Bei Ehegatten oder nicht verheirateten Eltern, die im gemeinsamen Haushalt leben, wird der Zuschuss nur gewährt, wenn auch das Einkommen des anderen Elternteiles die Freigrenze von € 12.200 pro Jahr (zzgl. Zuschlägen im Fall weiterer Unterhaltspflichten) nicht überschreitet (vgl. § 12 KBGG).

Vor diesem rechtlichen Hintergrund hätte daher auch im Beschwerdefall der Zuschuss zum Kinderbetreuungsgeld von Anfang an nicht gewährt werden dürfen, weil der gemäß § 12 KBGG iVm § 8 KBGG maßgebende Gesamtbetrag der Einkünfte des Bf. den in § 12 KBGG angeführten Grenzbetrag überschritten hat.
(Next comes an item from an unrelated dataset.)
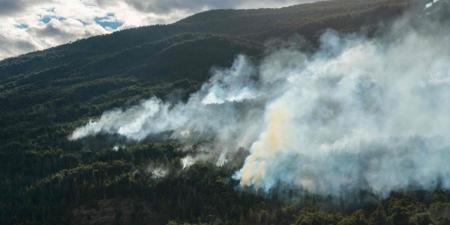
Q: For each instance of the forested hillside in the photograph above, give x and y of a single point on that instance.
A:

Da nach Auffassung des Verfassungsgerichtshofes im angeführten Erkenntnis vom 4. März 2011 nur ein nach dem Gesetz gebührender Zuschuss Gegenstand der Abgabepflicht sein kann, war daher der angefochtene Bescheid gemäß § 279 BAO ersatzlos aufzuheben.
Ein Eingehen auf das übrige Beschwerdevorbringen konnte somit entfallen.

Zulässigkeit einer Revision:
Eine Revision ist nach Art. 133 Abs. 4 B-VG zulässig, wenn ein Erkenntnis von der Lösung einer Rechtsfrage abhängt, der grundsätzliche Bedeutung zukommt, insbesondere weil der Beschluss nicht von der Rechtsprechung des Verwaltungsgerichtshofes abweicht, eine solche Rechtsprechung fehlt oder die zu lösende Rechtsfrage in der bisherigen Rechtsprechung des Verwaltungsgerichtshofes nicht einheitlich beantwortet wird.
Da zur Frage, ob im Fall eines von Anfang an zu Unrecht gewährten Zuschusses zum Kinderbetreuungsgeld dieser Gegenstand einer Abgabe nach § 19 KBGG sein kann, zwar Judikatur des Verfassungsgerichtshofes, nicht aber des Verwaltungsgerichtshofes besteht, ist die Revision zuzulassen.